O chefe do Google DeepMind, o neurocientista britânico Demis Hassabis , e seu colega americano John Jumper ganharam o Prêmio Nobel de Química no ano passado pela criação do AlphaFold2 , um sistema de inteligência artificial capaz de prever as estruturas intrincadas de todas as 200 milhões de proteínas conhecidas. O programa realiza em minutos o que antes levava meses de trabalho.

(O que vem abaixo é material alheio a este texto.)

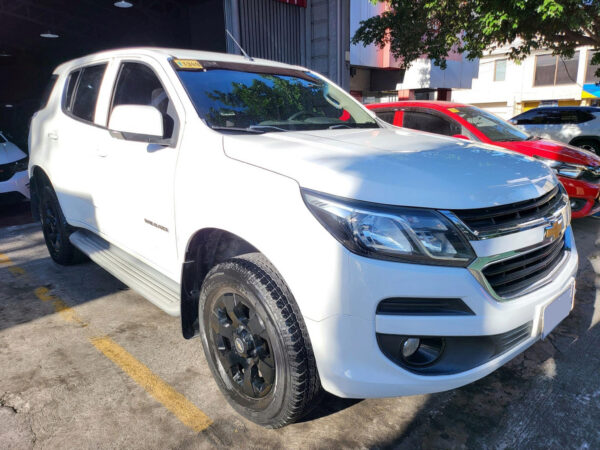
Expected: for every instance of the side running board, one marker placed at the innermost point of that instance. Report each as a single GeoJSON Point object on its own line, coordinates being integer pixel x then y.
{"type": "Point", "coordinates": [156, 287]}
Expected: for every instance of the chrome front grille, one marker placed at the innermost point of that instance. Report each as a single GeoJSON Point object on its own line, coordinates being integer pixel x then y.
{"type": "Point", "coordinates": [513, 276]}
{"type": "Point", "coordinates": [504, 219]}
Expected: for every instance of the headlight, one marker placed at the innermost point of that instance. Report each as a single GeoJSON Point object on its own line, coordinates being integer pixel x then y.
{"type": "Point", "coordinates": [563, 169]}
{"type": "Point", "coordinates": [411, 235]}
{"type": "Point", "coordinates": [21, 165]}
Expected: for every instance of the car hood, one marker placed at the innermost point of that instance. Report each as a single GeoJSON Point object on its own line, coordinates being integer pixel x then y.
{"type": "Point", "coordinates": [395, 166]}
{"type": "Point", "coordinates": [9, 152]}
{"type": "Point", "coordinates": [553, 150]}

A revolução do novo sistema AlphaEvolve é que, diferentemente do AlphaFold2 e do programa projetado para o quebra-cabeça Navier-Stokes, ele não foi criado com aprendizado de máquina para resolver um problema muito específico, mas sim um modelo de linguagem abrangente, como o ChatGPT, que resolve problemas em diversos ramos da matemática sem a necessidade de um especialista.
Demis Hassabis previu que a chamada inteligência artificial geral, software com inteligência semelhante à humana e capacidade de autoaprendizagem, chegará por volta de 2030. Gómez Serrano é mais cauteloso. “Há pessoas, mais ousadas do que eu, que preveem que, dentro de 5 ou 10 anos, a inteligência artificial estará no nível dos melhores matemáticos da história. Não sei, mas sei que está progredindo extremamente rápido”, reflete. “Há duas correntes: os otimistas e os pessimistas, que pensam em O Exterminador do Futuro [o filme de 1984 em que uma inteligência artificial se rebela contra os humanos]. Acredito que faremos perguntas mais complexas, que seremos capazes de entender melhor a natureza e projetar materiais e medicamentos melhores. Acredito que isso mudará o mundo e quero acreditar que o mudará para melhor.”